### 7.3.4 Periodic O-Lattices and Pattern Elements

 A CSL lattice by definition has coincidence points in both lattices; the CSL points thus are always O-lattice points, too. The converse is not necessarily true (as we already have seen in the example): The O-lattice of two crystals in a CSL orientation thus must include the CSL lattice points as O-lattice points. This O-lattice, however, may also have additional O-lattice points - all we can deduce at this point is that the CSL lattice points must be a subset of the O-lattice points which belong to the O-lattice that includes the specific CSL orientation. We know that the CSL points are O-points which are always of the same equivalence type - they are lattice points, to be precise. In other words, the O-lattice belonging to a certain CSL lattice, if drawn into the coordinate system of one of the crystals is periodic in this reference system. This is not a general property of an O-lattice - in general, every equivalence point defined by an O-point could be different from all the others and there would be no periodicity. This is best visualized by drawing all equivalence points encountered for a given O-lattice (which, of course, always has infinitely many points) into the unit cell of one of the crystals - we obtain the so-called reduced O-lattice. For a periodic reduced O-lattice, there would be a finite number of equivalence points; a non-periodic lattice would lead to an infinite number of equivalence points in the reduced O-lattice. Lets look at some examples:
Shown are elementary cells of one lattice (blue) with the equivalence points occurring in the O-lattice drawn in. In three cases the O-lattice would be periodic; in the case in the upper right, it would be non-periodic
Periodic O-lattices are clearly special; and it is self-evident that every CSL orientation must correspond to a periodic O-lattice. But there is more.
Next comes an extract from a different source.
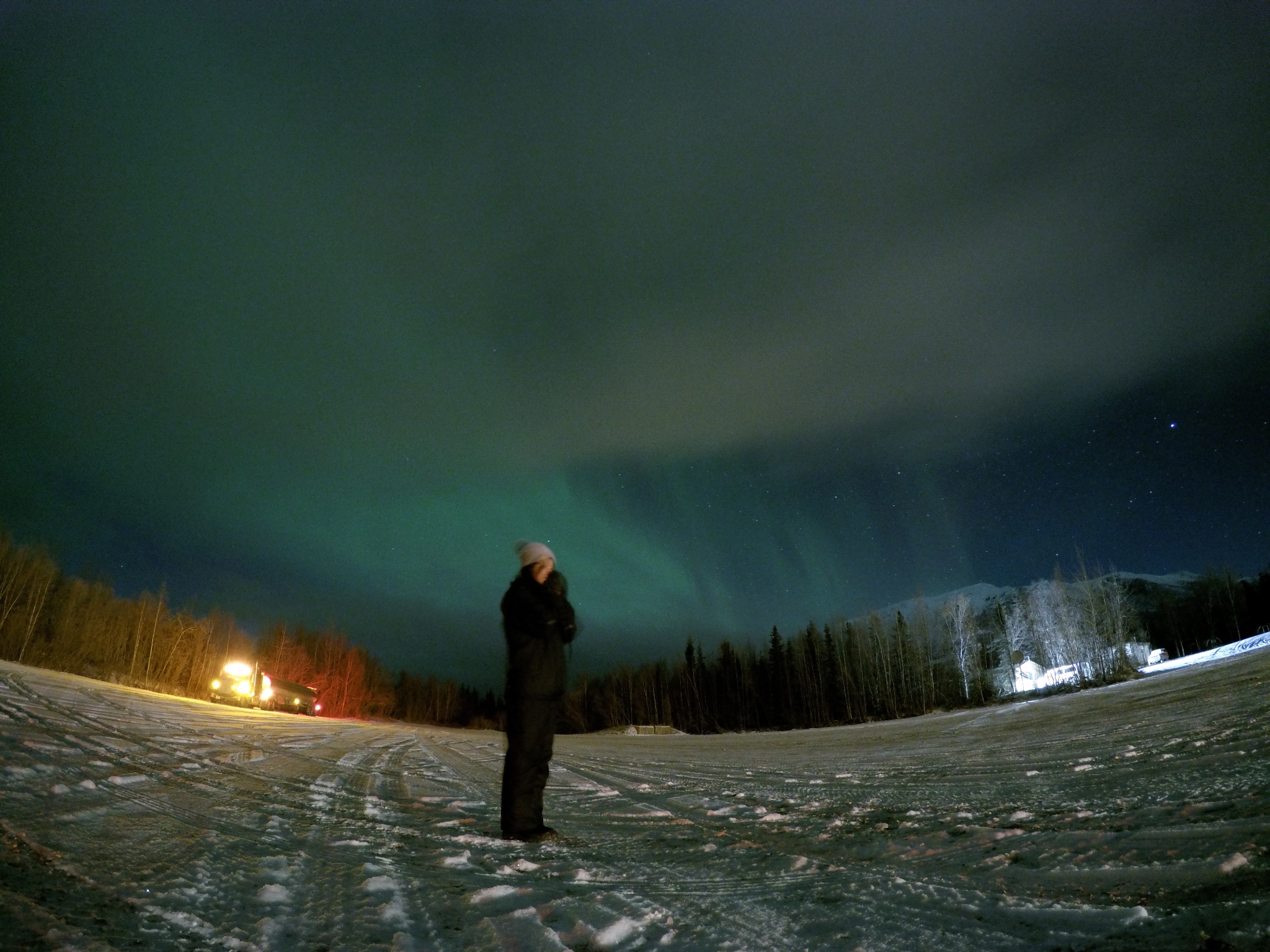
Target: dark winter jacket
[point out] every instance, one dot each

At any O-lattice point in a periodic O-lattice, we have a certain arrangement of the crystal atoms around that point, a specific pattern. Since in a periodic O-lattice there are only a finite number of different equivalence points, there is only a finite number of distinct patterns, too.
An individual pattern is called a pattern element. There are as many pattern elements as there are equivalent points in the reduced O-lattice.
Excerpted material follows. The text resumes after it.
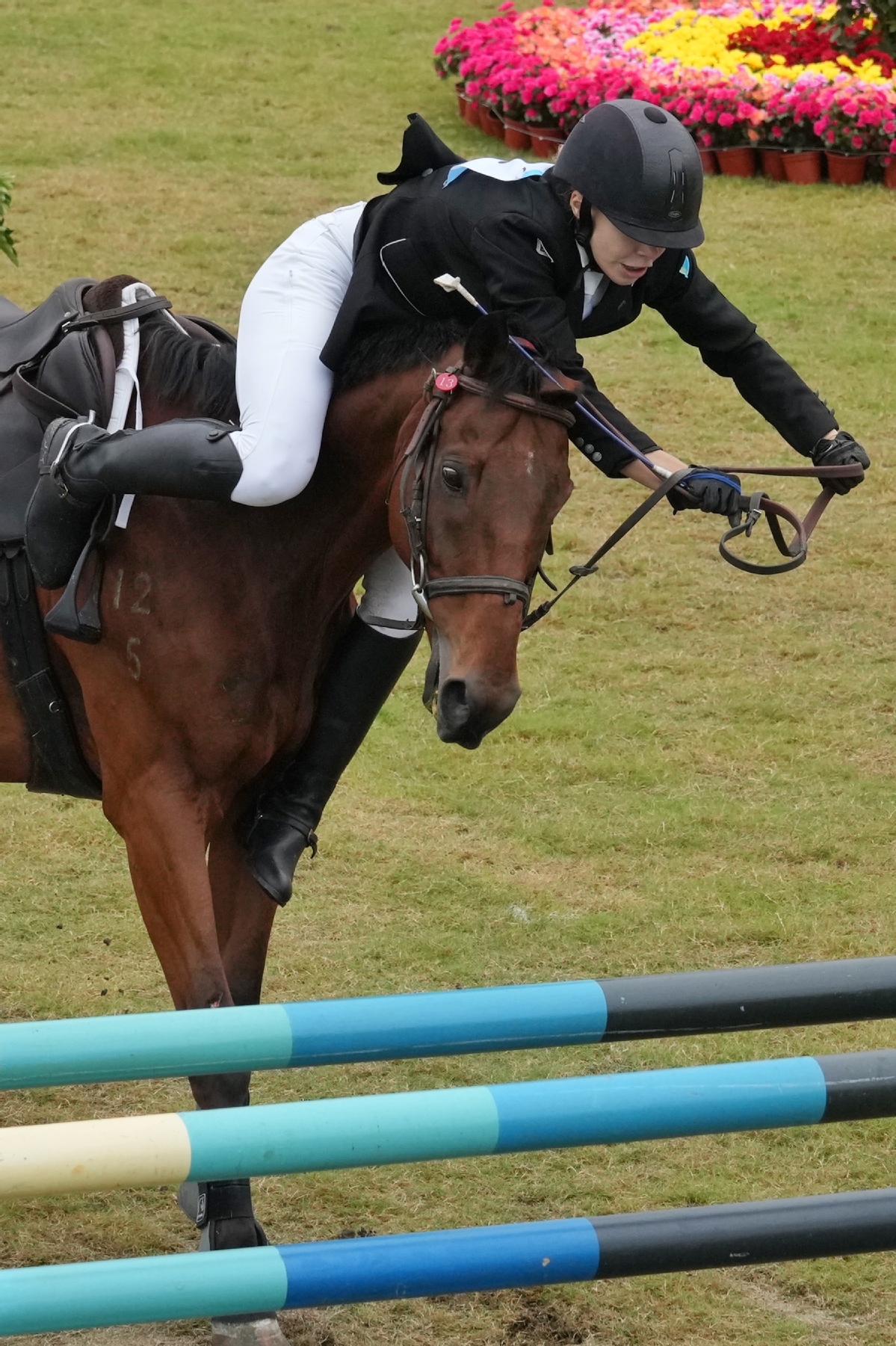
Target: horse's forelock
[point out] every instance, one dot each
(107, 294)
This is a crucial concept in O-lattice theory, unfortunately it is not explained very well in Bollmanns book. Let's see what is meant by pattern:
Shown are two lattices (blue and magenta which are superimposed) and one O-point (red). A representation of the geometry of the atoms that you may put into the lattices is given by the yellow triangles. They are simply constructed by connecting the lattice points of the two lattices "around" the O-point with the O-point.
The picture also demonstrates (but does not prove) an universal theorem: Any O-point can be chosen as the origin for the transformation that produces lattice 2 from lattice 1 (here it is a simple rotation).
In a non-periodic O-lattice, the representation of patterns in the way shown is different at any O-point - this is also rather difficult to draw.
This is where O-lattice theory gets hard to illustrate. Nobody surpasses Bollmann who provides complicated drawings of patterns (done by hand!) in his book, one example is shown in the link.
The question now is: Which orientations provide periodic O-lattices? It appears that there is no simple formula coming up with transformation matrices or angles for rotations that produce periodic O-lattices. We have to go the other way and ask two questions for any possible orientation:
Is the corresponding O-lattice periodic?
If yes, how many pattern elements (= N) are contained in the reduced O-lattice?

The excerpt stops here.